Plautilla Bricci, l’architettrice e accademica di San Luca in mostra alla Galleria Corsini di Roma

Nata nel 1616 nella Roma barocca di Pietro da Cortona e Bernini, Plautilla Bricci – architettrice (termine seicentesco, femminile del coevo architettore, e da lei stessa utilizzato) e pittrice iscritta alla prestigiosa Accademia di San Luca – fa parte del raro e sparuto manipolo di donne che sono riuscite in qualche modo a fare la loro comparsa, benché fugace e limitata, nella storia dell’arte, uno dei molti campi che, specialmente in passato, sono stati di esclusivo dominio maschile.

Si tratta di personaggi che, nonostante l’eccezionale esercizio dell’attività artistica – e nel caso di Plautilla Bricci anche di una insolita autonomia nella vita privata: riuscì ad evitare sia il matrimonio che il monacato –, purtroppo non ebbero comunque la libertà d’azione della quale era scontato godessero i loro colleghi uomini (che tutt’al più si trovavano a dover obbedire al mercato) ma che, con la consapevolezza odierna delle secolari ingiustizie costruite dalla società a danno delle donne, vale la pena di riportare alla luce, con l’augurio che siano occasioni di riflessioni, discussioni e rivalutazioni non soltanto del loro talento e del loro operato artistico, ma anche delle quotidiane discriminazioni, divieti, pregiudizi e pressioni – del tutto sconosciute ai loro corrispettivi maschili – che ancora oggi caratterizzano l’atteggiamento standard nei confronti di una qualsiasi professionista, dalla studentessa all’avvocata, dalla scienziata alla sportiva, costrette a subire penalizzazioni giornaliere in virtù di nient’altro che una consuetudine, priva di qualsiasi fondamento ragionevole e che però, per qualche motivo, la nostra società sembra proprio non voler abbandonare.

Plautilla Bricci è attualmente protagonista di una mostra alla Galleria Corsini di Roma – visitabile fino al 19/04/2022 – curata da Yuri Primarosa; a lei è inoltre ispirato il romanzo “L’architettrice” di Melania G. Mazzucco, uscito per Einaudi nel 2021.

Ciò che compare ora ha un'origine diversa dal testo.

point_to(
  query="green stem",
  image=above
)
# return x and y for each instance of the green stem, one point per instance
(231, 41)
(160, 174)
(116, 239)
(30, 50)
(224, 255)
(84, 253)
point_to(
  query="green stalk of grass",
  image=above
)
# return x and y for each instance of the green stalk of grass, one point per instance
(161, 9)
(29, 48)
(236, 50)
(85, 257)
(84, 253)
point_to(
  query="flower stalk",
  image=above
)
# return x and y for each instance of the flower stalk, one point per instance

Le opere romane per le quali è maggiormente conosciuta sono la Cappella dedicata a San Luigi IX, da lei progettata in San Luigi dei Francesi e per la quale ha dipinto anche la tela centrale (esposta in mostra) raffigurante il santo, e la Villa sull’Aurelia, detta del Vascello, commissionatale da Elpidio Benedetti, agente del cardinale Giulio Mazzarino, e distrutta nel 1849 proprio dai francesi in quanto ultimissima roccaforte della resistenza della Repubblica Romana.

Oltre alla sua produzione grafica, per la prima volta riunita in forma integrale, e alla sua presunta effige, sono esposte in mostra anche due opere realizzate per Poggio Mirteto: lo stendardo processionale commissionatole dalla Compagnia della Misericordia, legata al nipote del papa Urbano VIII Barberini, raffigurante la nascita e il martirio di San Giovanni Battista; la pala con la Madonna del Rosario per la cattedrale della città.

Le sue commissioni, di indubbio prestigio, e l’anomalia nell’anomalia della sua carriera come pittrice e architettrice che non era, come accadeva generalmente per le donne artiste, né figlia di un artista – come fu il caso, ad esempio, di Artemisia Gentileschi, apprezzabile in una luce particolarmente interessante al momento grazie alla mostra (che, al pari di questa, vale la pena di visitare) che riunisce a Palazzo Barberini una galleria di Giuditte e Oloferni, in una sequenza di

teste mozzate, ambienti fiabeschi e lenzuola imbrattate di sangue che mostrano i mille volti e le evoluzioni nella raffigurazione di questo tema tipico della pittura occidentale – né monaca, come fu il caso della sua omonima fiorentina, la pittrice Plautilla Nelli, rendono questa mostra un evento da non perdere, nel quale la retorica che troppo spesso offusca l’operato delle pochissime artiste che in passato hanno avuto modo di esprimersi operando come professioniste, cede il posto all’arte da lei prodotta.